Alan Gold's beer sales suspension reduced to nine days

Alcohol tile
Alcohol tile

Alan Gold's Discotheque will have its beer sales suspended for nine days - not 14 days - under an agreement the longtime gay bar reached in Hamilton County Chancery Court with the Chattanooga Beer Board.

The suspension takes effect from 8 a.m. Jan. 5 through 3 a.m. Jan. 14, said Assistant City Attorney Keith Reisman, who represents the beer board.

The beer board voted in early May to give Alan Gold's a 14-day suspension of beer sales starting May 18, because the bar at 1100 McCallie Ave. didn't report a Feb. 26 assault in which Tyler Taylor, a bouncer at the bar, got patron Billy Oliver on the ground and hit Oliver in the face until "his head was bouncing off the floor like a basketball," Chattanooga police Officer Cornelius Gaines told the beer board.

Oliver lost a tooth, had a face bone fractured and was left covered with blood, Gaines said.

Alan Gold's attorney, Johnny Houston, appealed in May before the 14-day suspension took effect.
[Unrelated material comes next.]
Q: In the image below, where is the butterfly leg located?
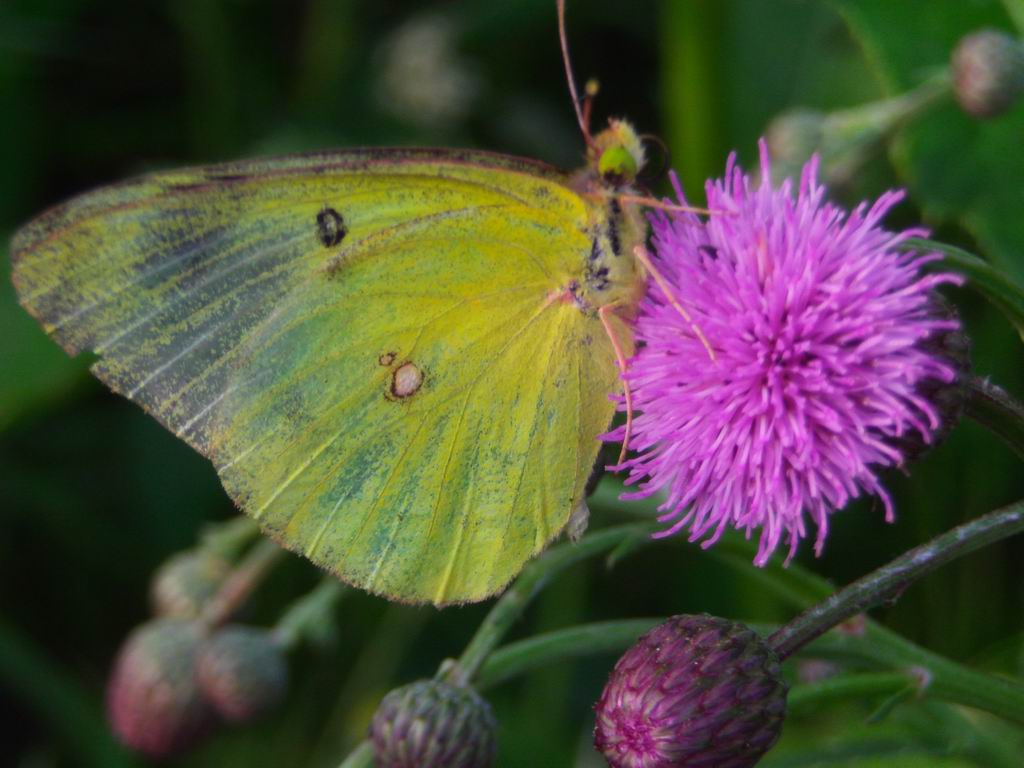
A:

Houston said the punishment was too severe, since it was the bar's first beer code violation in 28 years.

"It's like somebody getting caught public drunk, and they give him a year in jail - it's just too much," Houston said then.

He couldn't be reached for comment Monday.

Alan Gold's owner, Gary Milligan, told the beer board in May that the bar hadn't reported the assault and that the bar's bouncers aren't trained security guards.

Milligan said that while Taylor had worked in the past doing security at the bar, he wasn't doing so that night - a claim that was immediately disputed at the meeting by Chattanooga police officer John Collins and by Oliver's girlfriend.